Personal information
- Date of birth: 14 February 1946 (age 79)

Senior career*
- Years: Team / Apps / (Gls)
- Start

Managerial career
- 1977–1978: Vindbjart
- 1978–1978: Vigør
- 1979–1980: Bodø/Glimt
- 1981: Start (assistant)
- 1982–1984: Start
- 1985–1989: Start (youth)
- 1991–1995: Start (assistant)
- 1995: Start
- 2007–2017: Start (goalkeeping coach)
- 2010–2017: Vindbjart (goalkeeping coach)
- 2018–: Vigør (goalkeeping coach)
- 2019: Arendal (goalkeeping coach)

= Erik Ruthford Pedersen =

Norwegian footballer (born 1946)

Erik Ruthford Pedersen (born 14 February 1946) is a Norwegian former football manager.

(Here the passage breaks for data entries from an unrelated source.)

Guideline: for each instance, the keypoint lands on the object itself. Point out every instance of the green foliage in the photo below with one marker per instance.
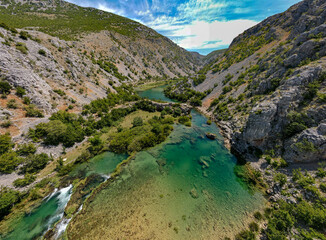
(227, 79)
(71, 20)
(227, 89)
(26, 149)
(222, 112)
(199, 79)
(297, 122)
(185, 120)
(195, 102)
(279, 223)
(258, 216)
(8, 198)
(20, 92)
(322, 187)
(245, 235)
(5, 87)
(305, 146)
(22, 182)
(138, 138)
(312, 90)
(59, 92)
(6, 124)
(5, 26)
(5, 143)
(321, 173)
(32, 111)
(22, 47)
(280, 178)
(111, 68)
(186, 94)
(34, 163)
(12, 104)
(42, 52)
(26, 100)
(24, 35)
(138, 121)
(9, 161)
(250, 176)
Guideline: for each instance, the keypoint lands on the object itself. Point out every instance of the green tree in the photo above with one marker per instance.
(138, 121)
(35, 163)
(5, 143)
(20, 92)
(5, 87)
(8, 198)
(9, 161)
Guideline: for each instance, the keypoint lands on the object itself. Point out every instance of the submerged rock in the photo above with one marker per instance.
(211, 136)
(193, 193)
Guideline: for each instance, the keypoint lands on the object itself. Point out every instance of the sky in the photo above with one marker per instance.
(202, 25)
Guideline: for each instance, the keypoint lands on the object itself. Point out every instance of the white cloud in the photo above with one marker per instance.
(202, 35)
(105, 8)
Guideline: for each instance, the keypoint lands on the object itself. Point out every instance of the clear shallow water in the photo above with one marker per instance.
(183, 188)
(51, 210)
(155, 94)
(42, 218)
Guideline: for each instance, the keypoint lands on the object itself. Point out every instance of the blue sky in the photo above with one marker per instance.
(202, 25)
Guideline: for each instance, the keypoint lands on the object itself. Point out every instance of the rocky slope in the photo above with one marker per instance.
(269, 86)
(64, 56)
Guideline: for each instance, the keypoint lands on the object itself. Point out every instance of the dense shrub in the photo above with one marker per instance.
(12, 104)
(26, 149)
(42, 52)
(32, 111)
(5, 87)
(138, 121)
(34, 163)
(22, 182)
(5, 143)
(8, 198)
(9, 162)
(20, 92)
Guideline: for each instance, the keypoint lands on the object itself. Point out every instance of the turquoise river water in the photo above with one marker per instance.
(184, 188)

A player with a modest career in Start, he started his managing career in local clubs Vindbjart and Vigør before being hired by Bodø/Glimt. After two seasons he returned to Start, first as assistant manager, then as manager from 1982 to 1984. After long periods as youth coach and assistant manager, he again became manager in 1995. From 2007 through 2017 he was their goalkeeper coach. He was the father of players Kjetil Ruthford Pedersen and Steinar Pedersen, and after Steinar Pedersen was sacked as manager by Start's new director of sports Tor-Kristian Karlsen in 2017, Pedersen quit Start. He was regarded as a club legend and a person who "was Start". He instead became goalkeeper coach of Vigør, and of Arendal when his son Steinar Pedersen was managed there.